Benarkah Cinta yang Tulus Itu Ada?

Katanya, yang tulus yang hanya memberi dan tak harap kembali.

Rizky Phalosa
Komunitas Blogger M
6 min readJul 10, 2024

--

Bunga Aster putih dan kata-kata hangat yang baru-baru ini saya terima

Cinta sejati dan kasih sayang yang tulus nyatanya tidak ada, dan tidak akan pernah ada sampai kapan pun. Semua bentuk cinta tidak lebih dari hanya transaksi semata. Cinta sering kali dibangun atas dasar saling membutuhkan dan saling menguntungkan.

Semua orang ada maunya, semua cinta ada harapnya.

Bahkan cinta Ayah dan Ibu padaku,
bahkan cinta mereka yang konon katanya sahabat,
bahkan cinta pada diriku sendiri.

Setidaknya itu pikir yang pernah ada dalam benakku beberapa waktu lalu.

Belum genap sebulan, di sore menjelang jam pulang kerja, bersama ketiga rekan kerja seniorku, kami berbincang santai sembari menyelesaikan beberapa tugas.

Dalam bincang itu, salah satu kakak seniorku menanyakanku pertanyaan

Katanya, “Ky, apa ayat dari Al-Qur’an yang paling kamu suka dan kenapa?”

“Hmm ….” Aku berpikir sejenak, “Ah … ada, Kak Dessy!”

Aku membuka laman Al Qur’an daring, menggulir daftar surah dan ayat, dan memintanya menunggu, “Sebentar, coba kucari dulu, ya.”

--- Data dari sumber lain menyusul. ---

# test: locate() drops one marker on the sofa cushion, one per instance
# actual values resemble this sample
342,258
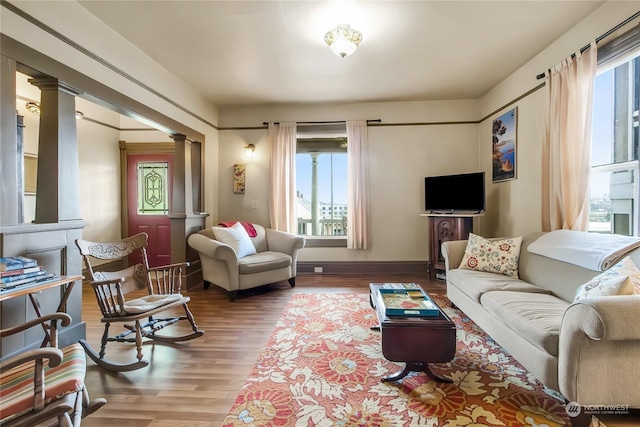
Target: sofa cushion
263,261
497,256
476,283
534,316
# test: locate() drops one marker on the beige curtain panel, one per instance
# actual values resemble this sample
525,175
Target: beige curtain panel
566,150
358,230
282,187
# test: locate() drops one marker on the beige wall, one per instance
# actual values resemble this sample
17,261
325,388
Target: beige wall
98,146
400,156
515,206
399,159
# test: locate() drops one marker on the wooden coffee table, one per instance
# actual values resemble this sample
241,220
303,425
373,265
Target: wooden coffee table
416,341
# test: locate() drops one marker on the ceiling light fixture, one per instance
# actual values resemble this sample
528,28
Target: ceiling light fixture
343,40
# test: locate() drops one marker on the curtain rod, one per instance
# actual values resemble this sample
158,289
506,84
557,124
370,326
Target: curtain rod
608,33
324,123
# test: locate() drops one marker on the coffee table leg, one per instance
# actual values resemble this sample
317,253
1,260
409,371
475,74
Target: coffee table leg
416,367
434,377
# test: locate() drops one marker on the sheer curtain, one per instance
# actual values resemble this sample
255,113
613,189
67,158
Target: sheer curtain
282,186
358,233
566,145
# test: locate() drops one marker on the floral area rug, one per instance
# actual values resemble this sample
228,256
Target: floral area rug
323,364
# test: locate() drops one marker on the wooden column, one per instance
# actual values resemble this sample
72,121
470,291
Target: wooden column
9,155
58,195
184,221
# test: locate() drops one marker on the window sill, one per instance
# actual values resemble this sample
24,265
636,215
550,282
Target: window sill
325,242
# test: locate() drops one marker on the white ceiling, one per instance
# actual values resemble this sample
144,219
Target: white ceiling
264,52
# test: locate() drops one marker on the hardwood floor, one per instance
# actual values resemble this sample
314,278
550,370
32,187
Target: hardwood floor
195,383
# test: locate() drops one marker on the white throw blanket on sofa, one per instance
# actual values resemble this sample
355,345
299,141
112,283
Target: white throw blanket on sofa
589,250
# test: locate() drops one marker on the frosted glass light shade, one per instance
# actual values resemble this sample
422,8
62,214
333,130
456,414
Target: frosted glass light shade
343,40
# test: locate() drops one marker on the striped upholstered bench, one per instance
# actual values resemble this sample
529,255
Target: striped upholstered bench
45,384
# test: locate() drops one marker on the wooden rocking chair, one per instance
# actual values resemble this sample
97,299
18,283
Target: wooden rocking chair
45,385
163,284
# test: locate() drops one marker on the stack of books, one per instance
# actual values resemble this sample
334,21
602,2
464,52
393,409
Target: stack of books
407,299
21,270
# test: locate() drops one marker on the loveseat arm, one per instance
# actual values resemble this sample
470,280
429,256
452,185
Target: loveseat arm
453,252
606,318
598,351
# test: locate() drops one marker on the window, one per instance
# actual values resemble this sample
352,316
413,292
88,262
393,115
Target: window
321,186
615,138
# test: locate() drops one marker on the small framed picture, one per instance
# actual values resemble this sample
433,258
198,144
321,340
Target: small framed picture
239,171
504,146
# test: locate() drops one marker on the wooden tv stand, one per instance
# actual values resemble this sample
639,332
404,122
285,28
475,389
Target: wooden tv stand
442,228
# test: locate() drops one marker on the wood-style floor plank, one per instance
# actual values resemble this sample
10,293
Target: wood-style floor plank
195,383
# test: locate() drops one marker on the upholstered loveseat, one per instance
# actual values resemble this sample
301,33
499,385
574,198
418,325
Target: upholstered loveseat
275,259
588,350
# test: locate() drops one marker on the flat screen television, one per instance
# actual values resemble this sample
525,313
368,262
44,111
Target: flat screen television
454,193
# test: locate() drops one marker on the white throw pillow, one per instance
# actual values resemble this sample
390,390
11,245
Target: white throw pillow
500,256
620,279
237,237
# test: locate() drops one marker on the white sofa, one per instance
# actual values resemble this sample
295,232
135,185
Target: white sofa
276,260
589,350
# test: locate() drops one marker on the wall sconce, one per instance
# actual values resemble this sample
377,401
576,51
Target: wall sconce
248,151
33,107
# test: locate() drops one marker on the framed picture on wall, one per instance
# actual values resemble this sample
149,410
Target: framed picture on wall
504,132
239,172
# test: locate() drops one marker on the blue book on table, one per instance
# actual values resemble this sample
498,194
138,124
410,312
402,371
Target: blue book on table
16,263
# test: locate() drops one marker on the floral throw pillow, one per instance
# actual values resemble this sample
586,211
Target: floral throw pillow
621,279
499,256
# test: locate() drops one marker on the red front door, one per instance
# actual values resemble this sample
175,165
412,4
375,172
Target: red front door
149,178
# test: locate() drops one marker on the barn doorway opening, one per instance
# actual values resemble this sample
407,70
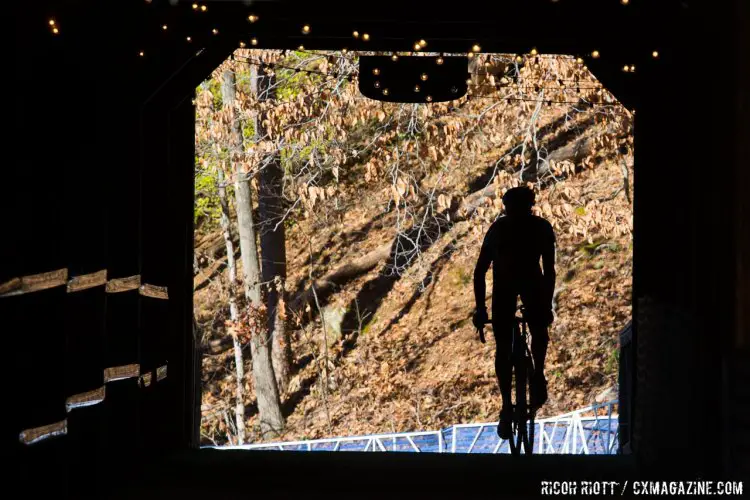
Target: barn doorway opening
336,238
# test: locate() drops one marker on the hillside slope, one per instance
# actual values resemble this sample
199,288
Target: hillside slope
400,353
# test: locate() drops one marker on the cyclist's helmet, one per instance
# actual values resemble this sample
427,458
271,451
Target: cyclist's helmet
519,199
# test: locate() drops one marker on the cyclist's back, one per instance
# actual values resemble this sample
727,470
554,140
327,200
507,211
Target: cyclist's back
516,244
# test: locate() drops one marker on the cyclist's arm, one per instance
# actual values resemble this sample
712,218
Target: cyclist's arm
480,271
548,264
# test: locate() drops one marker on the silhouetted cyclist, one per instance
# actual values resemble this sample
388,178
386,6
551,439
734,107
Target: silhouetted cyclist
513,245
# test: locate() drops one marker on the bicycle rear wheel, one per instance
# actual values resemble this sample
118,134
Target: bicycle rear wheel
520,438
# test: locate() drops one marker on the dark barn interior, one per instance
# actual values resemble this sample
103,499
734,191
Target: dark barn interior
102,191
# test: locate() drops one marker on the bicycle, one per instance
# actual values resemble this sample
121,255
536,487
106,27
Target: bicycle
523,373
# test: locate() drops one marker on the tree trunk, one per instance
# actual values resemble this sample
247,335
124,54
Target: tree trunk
266,390
273,250
227,232
239,409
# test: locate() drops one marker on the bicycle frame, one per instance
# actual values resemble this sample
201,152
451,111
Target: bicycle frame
523,367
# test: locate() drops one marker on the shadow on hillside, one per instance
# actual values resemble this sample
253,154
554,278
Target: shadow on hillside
403,252
334,255
436,269
548,144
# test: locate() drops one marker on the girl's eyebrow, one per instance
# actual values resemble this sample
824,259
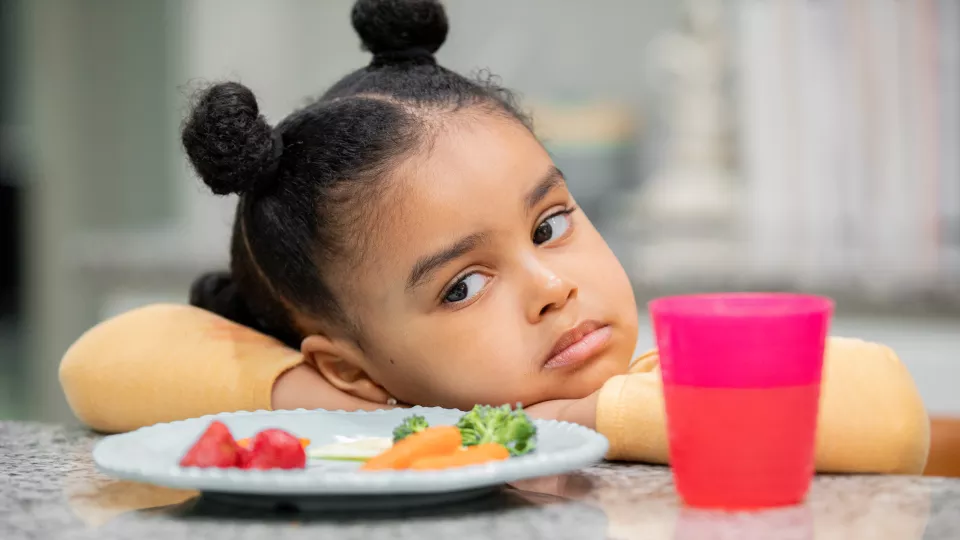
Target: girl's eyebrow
553,179
431,263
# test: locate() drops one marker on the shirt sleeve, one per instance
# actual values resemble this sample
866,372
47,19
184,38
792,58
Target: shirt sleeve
169,362
871,418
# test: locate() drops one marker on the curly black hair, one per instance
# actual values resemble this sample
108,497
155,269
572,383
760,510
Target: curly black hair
303,183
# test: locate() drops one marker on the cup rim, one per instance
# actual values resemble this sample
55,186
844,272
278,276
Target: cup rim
741,304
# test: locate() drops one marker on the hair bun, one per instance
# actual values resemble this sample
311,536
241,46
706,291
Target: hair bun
396,26
230,144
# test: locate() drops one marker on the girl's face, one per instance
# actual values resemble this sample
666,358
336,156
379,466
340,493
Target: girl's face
484,283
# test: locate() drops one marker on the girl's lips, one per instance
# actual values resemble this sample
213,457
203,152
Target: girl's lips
579,345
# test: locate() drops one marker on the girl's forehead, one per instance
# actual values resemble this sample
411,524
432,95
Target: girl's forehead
474,179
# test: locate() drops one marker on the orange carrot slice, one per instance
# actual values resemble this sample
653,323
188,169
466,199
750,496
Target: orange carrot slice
245,443
474,455
434,441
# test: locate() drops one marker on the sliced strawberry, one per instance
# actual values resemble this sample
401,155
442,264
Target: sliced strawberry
275,449
215,448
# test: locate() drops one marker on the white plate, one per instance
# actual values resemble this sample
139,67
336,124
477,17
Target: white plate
152,454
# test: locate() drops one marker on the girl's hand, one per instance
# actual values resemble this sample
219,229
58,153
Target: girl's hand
581,411
302,387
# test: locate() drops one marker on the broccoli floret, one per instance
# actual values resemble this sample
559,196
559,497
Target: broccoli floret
410,425
503,425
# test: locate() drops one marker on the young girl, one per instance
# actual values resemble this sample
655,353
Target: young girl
412,238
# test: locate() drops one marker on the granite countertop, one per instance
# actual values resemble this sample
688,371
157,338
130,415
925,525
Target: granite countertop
50,489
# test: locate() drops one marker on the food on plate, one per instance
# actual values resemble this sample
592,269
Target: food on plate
434,441
482,435
351,449
274,449
245,442
502,425
214,448
269,449
409,426
472,455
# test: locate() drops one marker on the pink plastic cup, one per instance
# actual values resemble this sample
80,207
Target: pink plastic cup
741,379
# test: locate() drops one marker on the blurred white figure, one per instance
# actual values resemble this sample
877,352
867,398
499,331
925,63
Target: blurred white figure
691,202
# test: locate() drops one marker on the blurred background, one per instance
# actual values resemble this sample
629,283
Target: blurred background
718,145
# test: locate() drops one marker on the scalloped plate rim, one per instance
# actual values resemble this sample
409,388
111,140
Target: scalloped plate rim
590,449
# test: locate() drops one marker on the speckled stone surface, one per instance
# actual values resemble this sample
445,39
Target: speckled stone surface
50,489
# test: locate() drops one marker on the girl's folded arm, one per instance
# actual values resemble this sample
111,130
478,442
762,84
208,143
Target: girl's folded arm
169,362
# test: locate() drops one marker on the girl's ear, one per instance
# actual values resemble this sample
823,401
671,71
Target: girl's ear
341,365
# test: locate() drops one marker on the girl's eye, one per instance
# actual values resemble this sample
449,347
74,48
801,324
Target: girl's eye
466,288
552,228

“Ah, ketemu.” Aku menyebutkan dan menjelaskan singkat salah satu firman Tuhan yang hari-hari itu baru saja mengena untukku.

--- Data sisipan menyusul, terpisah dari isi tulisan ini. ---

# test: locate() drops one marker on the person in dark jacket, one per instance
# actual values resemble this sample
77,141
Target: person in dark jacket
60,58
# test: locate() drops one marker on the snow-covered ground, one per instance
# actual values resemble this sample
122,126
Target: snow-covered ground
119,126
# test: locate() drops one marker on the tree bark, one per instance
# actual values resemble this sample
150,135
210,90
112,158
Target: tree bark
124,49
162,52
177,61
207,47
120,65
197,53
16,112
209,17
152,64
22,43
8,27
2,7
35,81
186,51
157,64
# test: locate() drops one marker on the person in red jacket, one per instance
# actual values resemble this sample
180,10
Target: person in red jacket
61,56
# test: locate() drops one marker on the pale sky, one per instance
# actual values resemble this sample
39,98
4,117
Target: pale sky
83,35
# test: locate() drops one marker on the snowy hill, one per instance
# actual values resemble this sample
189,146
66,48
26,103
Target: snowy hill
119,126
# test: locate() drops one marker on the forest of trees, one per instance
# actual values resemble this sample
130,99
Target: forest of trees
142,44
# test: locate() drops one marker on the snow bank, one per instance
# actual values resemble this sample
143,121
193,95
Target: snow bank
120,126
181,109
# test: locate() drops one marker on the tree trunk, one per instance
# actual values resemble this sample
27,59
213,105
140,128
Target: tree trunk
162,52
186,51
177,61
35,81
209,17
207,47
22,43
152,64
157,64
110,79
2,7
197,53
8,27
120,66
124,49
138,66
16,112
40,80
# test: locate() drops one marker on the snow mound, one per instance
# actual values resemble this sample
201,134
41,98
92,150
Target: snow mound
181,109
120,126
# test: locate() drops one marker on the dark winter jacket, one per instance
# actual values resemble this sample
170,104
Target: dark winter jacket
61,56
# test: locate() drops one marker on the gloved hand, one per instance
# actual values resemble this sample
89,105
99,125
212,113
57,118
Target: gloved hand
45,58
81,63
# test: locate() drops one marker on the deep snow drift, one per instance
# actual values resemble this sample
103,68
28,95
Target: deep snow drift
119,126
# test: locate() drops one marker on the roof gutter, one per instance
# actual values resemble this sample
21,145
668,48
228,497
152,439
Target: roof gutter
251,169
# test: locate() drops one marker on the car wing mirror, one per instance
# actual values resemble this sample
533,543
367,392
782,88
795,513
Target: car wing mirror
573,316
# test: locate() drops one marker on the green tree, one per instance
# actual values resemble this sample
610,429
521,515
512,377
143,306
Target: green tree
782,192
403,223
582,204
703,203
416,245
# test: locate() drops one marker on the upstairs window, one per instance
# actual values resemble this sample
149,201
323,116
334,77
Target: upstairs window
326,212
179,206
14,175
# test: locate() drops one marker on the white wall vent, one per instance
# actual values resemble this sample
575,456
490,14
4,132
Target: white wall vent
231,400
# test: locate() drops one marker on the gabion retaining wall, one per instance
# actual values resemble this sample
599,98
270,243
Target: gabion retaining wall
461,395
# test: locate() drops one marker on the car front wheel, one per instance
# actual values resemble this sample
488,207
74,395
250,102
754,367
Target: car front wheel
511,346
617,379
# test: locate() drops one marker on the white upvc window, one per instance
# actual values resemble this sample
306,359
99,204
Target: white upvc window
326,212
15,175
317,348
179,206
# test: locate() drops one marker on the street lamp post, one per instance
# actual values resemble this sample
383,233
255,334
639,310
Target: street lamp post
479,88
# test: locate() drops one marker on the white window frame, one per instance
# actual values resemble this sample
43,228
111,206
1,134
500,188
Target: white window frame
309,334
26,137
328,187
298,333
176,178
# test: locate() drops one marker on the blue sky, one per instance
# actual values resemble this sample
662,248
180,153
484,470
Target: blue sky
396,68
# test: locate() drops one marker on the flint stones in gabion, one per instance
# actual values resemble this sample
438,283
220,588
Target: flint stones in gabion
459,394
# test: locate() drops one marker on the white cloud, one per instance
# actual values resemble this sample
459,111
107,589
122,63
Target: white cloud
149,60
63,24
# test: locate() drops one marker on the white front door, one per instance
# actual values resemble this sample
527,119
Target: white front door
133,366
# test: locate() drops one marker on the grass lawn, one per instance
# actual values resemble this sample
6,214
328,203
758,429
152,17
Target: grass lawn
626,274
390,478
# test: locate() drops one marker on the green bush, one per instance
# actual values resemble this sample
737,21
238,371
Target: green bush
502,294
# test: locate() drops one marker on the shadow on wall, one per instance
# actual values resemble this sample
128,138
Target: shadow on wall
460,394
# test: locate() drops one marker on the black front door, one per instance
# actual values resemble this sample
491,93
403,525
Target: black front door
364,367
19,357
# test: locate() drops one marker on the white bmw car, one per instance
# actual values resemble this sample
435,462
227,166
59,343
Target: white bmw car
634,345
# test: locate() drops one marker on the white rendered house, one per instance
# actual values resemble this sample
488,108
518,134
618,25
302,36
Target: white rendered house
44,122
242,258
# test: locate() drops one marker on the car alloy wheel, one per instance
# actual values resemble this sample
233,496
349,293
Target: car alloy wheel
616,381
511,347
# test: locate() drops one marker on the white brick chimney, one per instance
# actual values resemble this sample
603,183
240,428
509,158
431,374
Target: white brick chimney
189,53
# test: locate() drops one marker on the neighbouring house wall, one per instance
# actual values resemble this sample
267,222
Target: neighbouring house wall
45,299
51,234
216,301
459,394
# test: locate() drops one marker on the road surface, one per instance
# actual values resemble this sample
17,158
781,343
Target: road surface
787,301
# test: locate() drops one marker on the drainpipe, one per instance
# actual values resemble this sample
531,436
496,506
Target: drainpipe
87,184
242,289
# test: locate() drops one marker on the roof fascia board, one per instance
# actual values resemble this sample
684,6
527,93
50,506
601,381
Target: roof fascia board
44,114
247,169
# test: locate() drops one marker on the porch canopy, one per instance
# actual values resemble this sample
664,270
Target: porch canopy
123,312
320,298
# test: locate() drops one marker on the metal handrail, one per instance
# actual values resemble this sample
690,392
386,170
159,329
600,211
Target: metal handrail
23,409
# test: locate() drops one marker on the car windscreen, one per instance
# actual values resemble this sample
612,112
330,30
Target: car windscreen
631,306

“Nah, kalau Kakak apa?” tanyaku balik.

“Coba buka Surah Al Baqarah di ayat ke-286.”

Aku tidak begitu ingat apa yang kami bincangkan kemudian, tetapi dalam bincang itu ia memperlihatkan catatannya perihal firman Tuhan kesukaannya. Terima kasih untuk Kak Dessy karena sudah berkenan berbagi catatan ini.

Tiba-tiba, aku teringat masih kecil saat aku selalu mendengar bahwa cinta yang sebenar-benarnya adalah cinta yang memberi kasih sayang, tulus tanpa berharap kembali.

Kata guruku, cinta yang tulus itu seperti cinta dari ibu kepadaku. Tidak hanya guru, kata orang-orang pun demikian. Namun, sekiranya ada yg bilang tidak, itulah yang kupahami dari lagu “Kasih Ibu” yang sering aku dan teman-teman TK-ku nyanyikan dahulu.

Kasih ibu kepada beta
Tak terhingga sepanjang masa
Hanya memberi tak harap kembali
Bagai sang surya menyinari dunia

“Hmm … benar juga,” kataku mengiyakan makna cinta yang tulus dari sana.

Meski aku tidak jarang ketahuan hanya pura-pura tidur siang, Ibu tidak pernah lupa menyediakanku susu hangat di pagi hari.

Meski aku sering ceroboh memecahkan piring dan gelas, ibu selalu ingat membelikan nuget dan karage kesukaanku ketika ia pergi berbelanja.

Meski ibu perlu memarahiku untuk belajar mengahadapi ujian sekolah, ibu tidak lupa selalu memberiku bekal makanan dan kecupan hangat di dahi sebelum pergi.

Meski hingga kini masih banyak harapan ibu yang belum kupenuhi, ia tidak pernah berhenti menyayangiku, bahkan sejak lebih dari dua dekade hingga saat ini.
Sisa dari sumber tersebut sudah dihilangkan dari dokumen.